Prezydent zwrócił uwagę, że choć propozycja przewodniczącego Rady Europejskiej uległa poprawie w stosunku do poprzedniej, nadal pozostają nierozwiązane tak ważne dla Litwy kwestie, jak finansowanie polityki spójności, zbieżność płatności bezpośrednich dla rolników ze średnią unijną, zobowiązania umowne UE dotyczące specjalnego programu tranzytowego Kaliningrad i finansowanie zamknięcia Ignalińskiej Elektrowni Jądrowej.
„Sesja poświęcona wieloletniej perspektywie finansowej i obradom dotyczącycm Funduszu Odbudowy. Nawet jeśli nie podejmiemy wszystkich decyzji i nie postawimy wszystkich kropek nad „i”, to i tak będzie to duży krok naprzód w zbliżaniu stanowisk i lepszym wzajemnym zrozumieniu. Sądzę, że Litwa ma mocne argumenty, oceniając pierwotną propozycję za całkiem niezłą. Są jednak argumenty, aby oczekiwać, że jej pewna sytuacja zostanie uwzględniona i że te decyzje będą dla nas bardziej do przyjęcia” – powiedział prezydent.

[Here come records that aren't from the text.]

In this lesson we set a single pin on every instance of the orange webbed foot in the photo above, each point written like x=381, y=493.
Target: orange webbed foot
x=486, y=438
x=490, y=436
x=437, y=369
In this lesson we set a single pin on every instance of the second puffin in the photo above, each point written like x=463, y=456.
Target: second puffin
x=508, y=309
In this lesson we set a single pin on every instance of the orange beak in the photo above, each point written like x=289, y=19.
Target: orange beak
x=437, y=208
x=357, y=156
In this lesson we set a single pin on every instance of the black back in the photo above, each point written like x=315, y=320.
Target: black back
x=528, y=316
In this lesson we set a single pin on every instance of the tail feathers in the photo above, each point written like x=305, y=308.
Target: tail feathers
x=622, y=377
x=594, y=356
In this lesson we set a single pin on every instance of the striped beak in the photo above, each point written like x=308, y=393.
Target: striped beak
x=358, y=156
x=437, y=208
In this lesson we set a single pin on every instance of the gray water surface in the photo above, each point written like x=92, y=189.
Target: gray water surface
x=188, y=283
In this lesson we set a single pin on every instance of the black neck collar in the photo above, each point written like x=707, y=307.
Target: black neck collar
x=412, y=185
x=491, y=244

Nausėda podkreślił, że zmniejszenie funduszy spójności o taki procent, jaki jest teraz, jest dla Litwy nie do przyjęcia.
„Nasze priorytety są jasno określone, uważamy, że zmniejszenie naszych funduszy spójności o taki procent, jaki jest teraz, jest nie do przyjęcia. W tym procesie negocjacyjnym osiągnęliśmy już pewne wyniki, jak państwo wiedzą, uwzględniono argument dotyczący depopulacji. Otrzymaliśmy dodatkowe blisko 200 mln euro. Jest to jednak niedoszacowanie tego, co wydarzyło się w ostatniej dekadzie, kiedy Litwa straciła nieco ponad 10 proc. populacji. Uważam, że polityka spójności i inne tradycyjne polityki pozostają bardzo ważne dla krajów Europy Wschodniej, gdyż bez nich nie możemy oczekiwać kontynuacji naszego imponującego sukcesu w zbliżaniu się do średniej UE i uważam, że Litwa była jednym z krajów, które najwięcej osiągnęły. Więc czemu nie lokować pieniędzy tam, gdzie ma to sens i są inaczej wykorzystywane, a wierzę, że zmniejszy to nasz dystans do bardziej rozwiniętych krajów UE” – powiedział prezydent.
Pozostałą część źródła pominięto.